The average age of investors across Octopus VCTs is 56.
As we emerge from the pandemic, however, how will Titan’s investment priorities change and will there be one sector which could outperform the others?
‘We’re probably going to have a broadly even spread across these areas over the next 12 to 18 months, and that’s in part because we want diversification and in part because we see great opportunities in each of the sectors,’ Oliver says.
That said, the team is keen to invest more in deep tech, which covers everything from AI to quantum computing.
It has already secured an exit in the sector after selling augmented reality company WaveOptics to Snapchat owner Snap.
‘Deep tech is an area that actually the UK excels in for a range of reasons. It’s got an amazing pedigree historically… it’s got amazing talent across its universities as well and that has spawned out into amazing success in lots of different areas, whether that’s drones or AI or quantum computing or robotics,’ he says.
‘But it is an area which is probably under capitalised versus the opportunity. That goes in part, at least, back to the fact that you have to be a patient investor in deep tech and you need to have a lot of expertise to really understand what you’re investing in.’
What is Titan’s secret to the success rate?

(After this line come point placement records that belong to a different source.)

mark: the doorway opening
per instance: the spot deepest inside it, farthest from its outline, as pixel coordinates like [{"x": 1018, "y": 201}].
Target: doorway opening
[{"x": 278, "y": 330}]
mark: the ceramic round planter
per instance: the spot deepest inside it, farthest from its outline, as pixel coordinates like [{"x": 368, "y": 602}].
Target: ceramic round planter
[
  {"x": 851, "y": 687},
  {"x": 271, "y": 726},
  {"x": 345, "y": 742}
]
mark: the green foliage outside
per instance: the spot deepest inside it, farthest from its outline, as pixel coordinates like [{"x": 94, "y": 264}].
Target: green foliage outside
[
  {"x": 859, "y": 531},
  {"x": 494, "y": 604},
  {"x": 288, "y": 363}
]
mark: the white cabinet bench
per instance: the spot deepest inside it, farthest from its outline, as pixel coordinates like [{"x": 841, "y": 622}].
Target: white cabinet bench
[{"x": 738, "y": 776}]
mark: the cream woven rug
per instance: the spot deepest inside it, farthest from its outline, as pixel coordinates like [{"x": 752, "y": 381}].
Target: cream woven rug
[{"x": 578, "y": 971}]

Not all portfolio companies are going to be the next big thing but it’s clear Titan VCT has a strong success rate.
Names like Cazoo and Depop may make headlines but Oliver and his team have also overseen sizable follow-on funding rounds this year, such as pet insurtech business Bought By Many which is now valued at $2billion.
Oliver also tips digital addiction treatment company QuitGenius to be the next unicorn in the portfolio.
‘When we look at an investment opportunity, we’re really asking ourselves, does this have the ability to grow into a business worth billions of pounds… and the number of businesses that are out there that can achieve that and have achieved that have grown by an order of magnitude over the last 10 years or so,’ says Oliver.
Titan VCT backed Zoopla and Lovefilm founder Alex Chesterman more than a decade ago before backing Cazoo in November 2018
But what is its secret when it comes to picking out and nurturing businesses to reach unicorn status and beyond?
Where diversification has been key for returns, its go-to specialists in each of the five areas has been ‘transformational’ for its portfolio companies, according to Oliver.
‘We have venture partners who are specialists in particular areas. If you break down a tech company it is fundamentally ‘Have you got a good product? Can you sell it? Can you sell it well?’ We’ve got an ex Paypal head of product who works for us and helps our companies finesse and optimise their product roadmaps.’
‘We’ve also got two go-to-market experts … who are helping businesses work out which markets they should be addressing, how they should be positioning their product, how they should organise their sales… I’ve sat on a few boards where I’ve seen that input be absolutely transformational.’
Titan VCT also has its own talent team of four, which focus solely on recruiting for its portfolio companies.
Typically focused on C-suite hires, it is a resource provided to all of its companies for free.
‘A lot of people have got great ideas but actually it’s not the idea that matters, it’s the execution of that idea that makes the difference… taking a business from mediocre to a unicorn and maybe even a decacorn, worth tens of billions… it’s the people you can attract and retain.’
The last piece of the puzzle is Titan’s support to help its portfolio companies’ efforts to crack America.
‘Through collective experience we recognise that actually having people on the ground in the US to help our companies understand the US market and all the nuances of it [is helpful],’ says Oliver.
‘Everyone thinks of the US as one market and actually it’s 50 or so smaller markets. [We help to] build up a network and a playbook of how and when – and when not to – enter the US. Building up introductions to potential customers and funders over there has been a very big part of how we add value to the portfolio.’